Improvement of boundary effect model in multi-scale hybrid fibers reinforced cementitious composite and prediction of its structural failure behavior

Abstract The inclusion of multi-scale hybrid fibers in cement-based materials exhibits excellent crack resistance performance at multi-level than that of single type or size of fiber. Multi-scale hybrid fiber reinforced cementitious composites (MHFRCCs) can be served as a building material with stringent crack resistance requirements for civil structure such as pipeline, river levee, nuclear reactor, water tower, and sewage treatment sedimentation tank.

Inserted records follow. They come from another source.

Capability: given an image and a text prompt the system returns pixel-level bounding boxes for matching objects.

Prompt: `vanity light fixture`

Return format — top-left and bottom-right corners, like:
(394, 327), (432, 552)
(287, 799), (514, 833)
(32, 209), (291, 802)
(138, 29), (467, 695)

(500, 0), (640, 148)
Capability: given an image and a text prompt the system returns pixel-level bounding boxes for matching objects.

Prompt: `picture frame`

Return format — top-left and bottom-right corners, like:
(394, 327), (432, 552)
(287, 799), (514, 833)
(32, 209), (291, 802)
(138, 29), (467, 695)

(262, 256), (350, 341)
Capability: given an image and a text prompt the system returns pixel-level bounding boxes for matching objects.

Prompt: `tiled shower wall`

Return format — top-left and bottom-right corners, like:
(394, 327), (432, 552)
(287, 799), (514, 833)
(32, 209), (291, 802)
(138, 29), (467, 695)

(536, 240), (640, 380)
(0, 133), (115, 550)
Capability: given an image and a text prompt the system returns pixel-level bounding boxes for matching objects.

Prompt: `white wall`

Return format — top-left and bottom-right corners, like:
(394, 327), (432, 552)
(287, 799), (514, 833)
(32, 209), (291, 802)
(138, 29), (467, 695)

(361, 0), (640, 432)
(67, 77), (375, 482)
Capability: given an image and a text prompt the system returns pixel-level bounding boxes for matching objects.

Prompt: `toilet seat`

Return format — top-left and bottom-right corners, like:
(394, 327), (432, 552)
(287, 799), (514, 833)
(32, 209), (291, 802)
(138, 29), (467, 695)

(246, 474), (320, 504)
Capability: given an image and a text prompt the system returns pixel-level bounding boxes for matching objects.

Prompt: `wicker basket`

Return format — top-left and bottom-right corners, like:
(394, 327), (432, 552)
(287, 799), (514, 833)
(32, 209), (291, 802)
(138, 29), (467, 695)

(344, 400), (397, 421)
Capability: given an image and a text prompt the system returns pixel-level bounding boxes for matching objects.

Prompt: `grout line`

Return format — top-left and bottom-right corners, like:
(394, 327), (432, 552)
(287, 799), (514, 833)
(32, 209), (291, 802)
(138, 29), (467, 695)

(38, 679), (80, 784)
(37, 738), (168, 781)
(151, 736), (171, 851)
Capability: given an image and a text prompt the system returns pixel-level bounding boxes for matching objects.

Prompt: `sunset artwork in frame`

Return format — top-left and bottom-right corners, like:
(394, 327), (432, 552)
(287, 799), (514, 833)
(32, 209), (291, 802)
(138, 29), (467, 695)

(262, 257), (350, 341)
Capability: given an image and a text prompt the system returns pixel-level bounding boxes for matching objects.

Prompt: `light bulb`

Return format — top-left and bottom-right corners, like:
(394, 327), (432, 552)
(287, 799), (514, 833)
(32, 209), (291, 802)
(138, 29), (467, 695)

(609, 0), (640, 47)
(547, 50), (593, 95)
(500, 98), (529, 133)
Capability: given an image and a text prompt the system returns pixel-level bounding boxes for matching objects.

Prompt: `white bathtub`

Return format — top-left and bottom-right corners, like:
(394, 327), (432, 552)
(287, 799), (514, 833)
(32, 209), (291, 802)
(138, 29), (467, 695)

The tensile strength (ft) and fracture toughness (KIC) are two important size independent material parameters for guiding structural safety design and stability assessment. In this study, the real ft and KIC of MHFRCCs were determined by three-point bending test based on the boundary effect model. The average aggregate particle size with a large proportion was chosen as the “representative aggregate (d1 = 0.45 mm) by using grading curve. The fiber long axis dimensions that appear most frequently on the cross section were selected as the “representative fiber (d2 = 0.28 mm for steel fiber and d3 = 0.0794 mm for polyvinyl alcohol fiber) according to the statistical analysis of backscattered electron imaging. The fracture failure behaviors of MHFRCC structure were predicted based on the determined ft and KIC values, and the structural fracture failure bands with ±15% variations were established. In addition, the microstructure analysis of MHFRCC revealed multi-scale enhancement mechanism in the cement matrix. Finally, the complete fracture process images and P-CMOD curve were divided into three stages: pre-cracking stage, crack stable propagation stage, and unstable failure stage. This analysis would be helpful to understand the fracture crack resistance effect of multi-scale hybrid fibers at multi-level within cement matrix.